Functionalization of carboxylated multiwall nanotubes with imidazole derivatives and their toxicity investigations.

Imidazoles and their derivatives are compounds with chemotherapeutic applications. In this study, we investigated the chemical functionalization of carboxylated multiwalled carbon nanotubes (MWNT-COOH) by 1,2-phenylendiamine. Multiwalled nanotube (MWNT)-benzimidazole was obtained by an MWNT-amide reaction with POCl(3) after 72 hours, which was confirmed by Fourier transform infrared, scanning electron microscopy, thermal gravimetric analysis, and elemental analysis.
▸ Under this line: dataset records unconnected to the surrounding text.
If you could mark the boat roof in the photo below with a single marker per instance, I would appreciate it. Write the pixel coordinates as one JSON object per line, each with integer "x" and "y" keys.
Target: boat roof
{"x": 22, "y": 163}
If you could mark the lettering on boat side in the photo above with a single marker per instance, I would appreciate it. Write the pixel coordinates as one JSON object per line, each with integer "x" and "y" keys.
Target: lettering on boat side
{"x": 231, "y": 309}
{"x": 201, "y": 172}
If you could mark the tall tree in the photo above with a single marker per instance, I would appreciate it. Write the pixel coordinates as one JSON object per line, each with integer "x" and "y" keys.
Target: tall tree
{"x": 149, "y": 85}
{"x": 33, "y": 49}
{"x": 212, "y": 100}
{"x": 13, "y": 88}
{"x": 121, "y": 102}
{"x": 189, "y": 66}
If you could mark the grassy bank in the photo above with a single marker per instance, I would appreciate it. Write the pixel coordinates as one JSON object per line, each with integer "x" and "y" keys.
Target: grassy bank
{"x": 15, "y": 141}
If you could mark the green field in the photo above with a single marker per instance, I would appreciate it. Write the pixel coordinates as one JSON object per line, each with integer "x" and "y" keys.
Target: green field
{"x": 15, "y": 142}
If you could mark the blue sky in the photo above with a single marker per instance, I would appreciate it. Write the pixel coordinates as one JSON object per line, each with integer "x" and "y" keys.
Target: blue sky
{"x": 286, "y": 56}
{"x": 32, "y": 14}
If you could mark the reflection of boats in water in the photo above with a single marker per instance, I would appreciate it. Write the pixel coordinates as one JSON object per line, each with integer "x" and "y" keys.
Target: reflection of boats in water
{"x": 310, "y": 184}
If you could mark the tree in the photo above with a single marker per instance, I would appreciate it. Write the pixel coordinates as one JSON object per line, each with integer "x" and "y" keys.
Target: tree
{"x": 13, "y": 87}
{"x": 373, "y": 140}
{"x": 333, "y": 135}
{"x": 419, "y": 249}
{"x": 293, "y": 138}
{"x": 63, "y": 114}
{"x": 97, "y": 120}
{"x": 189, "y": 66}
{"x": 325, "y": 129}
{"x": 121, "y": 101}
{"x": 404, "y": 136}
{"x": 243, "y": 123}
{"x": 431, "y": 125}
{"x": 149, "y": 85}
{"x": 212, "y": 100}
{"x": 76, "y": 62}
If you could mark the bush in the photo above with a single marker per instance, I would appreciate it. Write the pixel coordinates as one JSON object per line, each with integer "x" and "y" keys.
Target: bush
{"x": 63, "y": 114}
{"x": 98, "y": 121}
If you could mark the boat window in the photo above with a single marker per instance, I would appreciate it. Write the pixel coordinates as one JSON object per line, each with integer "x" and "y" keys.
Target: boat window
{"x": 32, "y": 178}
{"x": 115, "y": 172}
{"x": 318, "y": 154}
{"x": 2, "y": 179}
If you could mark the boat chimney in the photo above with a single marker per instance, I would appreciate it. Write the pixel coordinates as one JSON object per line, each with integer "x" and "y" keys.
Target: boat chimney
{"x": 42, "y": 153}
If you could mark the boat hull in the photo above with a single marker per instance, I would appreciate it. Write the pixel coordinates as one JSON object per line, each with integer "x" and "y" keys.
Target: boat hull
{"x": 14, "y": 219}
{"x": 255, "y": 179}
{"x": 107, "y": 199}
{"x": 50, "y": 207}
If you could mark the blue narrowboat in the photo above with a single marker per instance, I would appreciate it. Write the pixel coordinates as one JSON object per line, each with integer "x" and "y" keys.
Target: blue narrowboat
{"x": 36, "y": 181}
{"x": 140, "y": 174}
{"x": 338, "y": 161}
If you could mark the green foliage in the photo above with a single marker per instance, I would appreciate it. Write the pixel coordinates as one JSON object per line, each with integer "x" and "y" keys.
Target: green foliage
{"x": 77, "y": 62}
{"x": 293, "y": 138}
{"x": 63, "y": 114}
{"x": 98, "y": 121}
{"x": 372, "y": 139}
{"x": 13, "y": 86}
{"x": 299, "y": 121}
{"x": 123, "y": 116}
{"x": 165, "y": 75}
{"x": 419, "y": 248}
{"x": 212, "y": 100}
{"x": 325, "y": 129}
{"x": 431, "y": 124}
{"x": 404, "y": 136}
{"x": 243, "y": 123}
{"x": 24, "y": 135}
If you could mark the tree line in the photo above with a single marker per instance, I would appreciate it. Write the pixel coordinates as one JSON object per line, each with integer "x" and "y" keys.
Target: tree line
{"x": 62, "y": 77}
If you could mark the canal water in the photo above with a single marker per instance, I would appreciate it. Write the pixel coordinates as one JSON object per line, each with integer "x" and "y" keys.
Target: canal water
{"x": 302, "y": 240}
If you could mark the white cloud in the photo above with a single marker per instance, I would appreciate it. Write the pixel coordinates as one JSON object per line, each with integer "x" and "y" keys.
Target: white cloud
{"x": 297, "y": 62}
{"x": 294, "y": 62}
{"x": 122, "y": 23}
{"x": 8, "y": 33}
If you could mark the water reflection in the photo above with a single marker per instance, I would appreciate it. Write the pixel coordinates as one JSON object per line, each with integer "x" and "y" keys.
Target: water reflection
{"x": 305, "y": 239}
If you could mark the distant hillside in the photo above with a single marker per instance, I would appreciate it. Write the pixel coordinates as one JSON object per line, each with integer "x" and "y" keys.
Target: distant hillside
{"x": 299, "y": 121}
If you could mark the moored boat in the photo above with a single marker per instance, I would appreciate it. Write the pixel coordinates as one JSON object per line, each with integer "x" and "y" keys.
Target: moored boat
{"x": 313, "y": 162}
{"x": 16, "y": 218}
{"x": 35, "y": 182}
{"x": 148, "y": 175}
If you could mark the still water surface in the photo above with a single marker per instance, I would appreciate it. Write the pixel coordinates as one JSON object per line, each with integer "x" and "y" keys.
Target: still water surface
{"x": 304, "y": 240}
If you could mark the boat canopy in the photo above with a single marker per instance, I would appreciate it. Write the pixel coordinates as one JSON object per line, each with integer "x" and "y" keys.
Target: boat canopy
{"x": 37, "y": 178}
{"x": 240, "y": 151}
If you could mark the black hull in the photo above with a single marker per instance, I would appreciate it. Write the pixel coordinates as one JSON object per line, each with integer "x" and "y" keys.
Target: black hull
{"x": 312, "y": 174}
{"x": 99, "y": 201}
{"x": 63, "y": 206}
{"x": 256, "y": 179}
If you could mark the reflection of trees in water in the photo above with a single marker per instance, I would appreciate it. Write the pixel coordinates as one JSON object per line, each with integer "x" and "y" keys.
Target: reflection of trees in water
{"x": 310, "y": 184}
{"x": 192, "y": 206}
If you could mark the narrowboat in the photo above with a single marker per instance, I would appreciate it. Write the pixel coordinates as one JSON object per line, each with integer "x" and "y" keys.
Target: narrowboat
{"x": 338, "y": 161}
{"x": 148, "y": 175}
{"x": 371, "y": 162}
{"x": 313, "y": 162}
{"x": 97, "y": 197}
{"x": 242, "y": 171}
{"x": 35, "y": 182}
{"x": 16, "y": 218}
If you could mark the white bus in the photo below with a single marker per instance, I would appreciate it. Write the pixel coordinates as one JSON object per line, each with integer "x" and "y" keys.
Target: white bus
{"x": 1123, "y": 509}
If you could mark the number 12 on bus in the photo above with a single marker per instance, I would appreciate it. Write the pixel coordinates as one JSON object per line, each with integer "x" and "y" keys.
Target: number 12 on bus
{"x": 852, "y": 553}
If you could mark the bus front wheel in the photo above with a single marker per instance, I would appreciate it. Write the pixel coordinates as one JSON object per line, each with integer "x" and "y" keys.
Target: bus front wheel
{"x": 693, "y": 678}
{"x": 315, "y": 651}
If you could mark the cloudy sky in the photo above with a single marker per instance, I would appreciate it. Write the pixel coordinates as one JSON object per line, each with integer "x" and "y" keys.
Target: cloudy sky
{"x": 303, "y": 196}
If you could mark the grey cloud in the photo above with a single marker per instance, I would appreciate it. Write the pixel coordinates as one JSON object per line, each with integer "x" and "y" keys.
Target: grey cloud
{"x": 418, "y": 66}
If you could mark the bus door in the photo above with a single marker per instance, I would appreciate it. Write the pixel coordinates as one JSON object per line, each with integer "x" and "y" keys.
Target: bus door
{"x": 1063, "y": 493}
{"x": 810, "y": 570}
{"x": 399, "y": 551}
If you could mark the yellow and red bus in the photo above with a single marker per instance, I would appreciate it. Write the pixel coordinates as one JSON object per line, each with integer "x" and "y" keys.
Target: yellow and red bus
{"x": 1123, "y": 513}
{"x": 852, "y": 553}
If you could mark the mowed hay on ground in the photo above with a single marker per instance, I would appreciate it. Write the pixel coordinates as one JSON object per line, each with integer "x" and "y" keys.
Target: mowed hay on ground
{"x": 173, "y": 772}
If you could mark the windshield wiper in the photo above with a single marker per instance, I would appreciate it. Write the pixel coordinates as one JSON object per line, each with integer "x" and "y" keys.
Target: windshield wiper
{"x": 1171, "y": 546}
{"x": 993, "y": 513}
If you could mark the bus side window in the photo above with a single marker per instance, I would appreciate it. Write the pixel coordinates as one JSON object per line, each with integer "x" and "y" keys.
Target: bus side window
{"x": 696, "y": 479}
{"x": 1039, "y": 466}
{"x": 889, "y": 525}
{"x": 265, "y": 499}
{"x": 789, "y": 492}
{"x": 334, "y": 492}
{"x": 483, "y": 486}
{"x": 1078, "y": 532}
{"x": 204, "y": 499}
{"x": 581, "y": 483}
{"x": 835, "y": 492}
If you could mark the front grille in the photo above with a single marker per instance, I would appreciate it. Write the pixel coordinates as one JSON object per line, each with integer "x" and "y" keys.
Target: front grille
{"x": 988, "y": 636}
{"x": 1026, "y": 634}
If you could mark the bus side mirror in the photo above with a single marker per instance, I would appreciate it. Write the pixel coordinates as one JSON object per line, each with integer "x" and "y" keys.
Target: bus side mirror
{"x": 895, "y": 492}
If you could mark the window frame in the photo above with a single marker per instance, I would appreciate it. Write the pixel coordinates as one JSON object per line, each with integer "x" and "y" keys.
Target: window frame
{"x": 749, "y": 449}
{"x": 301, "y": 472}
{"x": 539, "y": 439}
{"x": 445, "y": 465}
These functionalizations were chosen due to -NH(2) and NHCO active sites in MWNT-amide for future application. Toxicity assays with fibroblast cells and MTT test for measurement of viable cell numbers were also performed. Cellular results did not show any toxicity change in modified samples from that of the reference samples.

Introduction

Incorporation of imidazole and benzimidazole nuclei is an important synthetic strategy in drug discovery.1 Observations suggest that substituted benzimidazoles and related heterocycles, which are the structural isosteres of nucleotides owing to fused heterocyclic nuclei in their structures, allow them to interact easily with biopolymers, and possess potential activity with lower toxicity in the chemotherapeutic approach in man.2,3 The high therapeutic properties of related drugs have encouraged medicinal chemists to synthesize a large number of novel chemotherapeutic agents. The anti-tumoral activity of benzimidazole and its components have been reported in several studies. Furthermore, there are clinical anticancer drugs, known as Hoechst-33258 and Hoechst-33342 dyes, which include a benzimidazole structure.4,5 Carbon nanotubes have been attracting increasing attention from chemists and scientists owing to their electronic, mechanical, optical, and chemical characteristics.6–8 Biomedical applications for MWNTs are being investigated actively because of their useful combination of size and physicochemical properties.9–13 In patients with cancer, MWNTs have potential roles in delivering pharmacologic agents, as diagnostic imaging agents, DNA, silent interfering RNA, oligonucleotides, and proteins to detect or treat cancerous cells.14–16 The application of functionalized carbon nanotubes as new nanovectors for drug delivery was apparent immediately after the first demonstration of the capacity of this material to penetrate into cells. Carbon nanotubes can be used to deliver their cargoes to cells and organs. Two papers17,18 detail the potential use of MWNTs to treat several types of cancer, with minimal or no toxic effects to normal cells.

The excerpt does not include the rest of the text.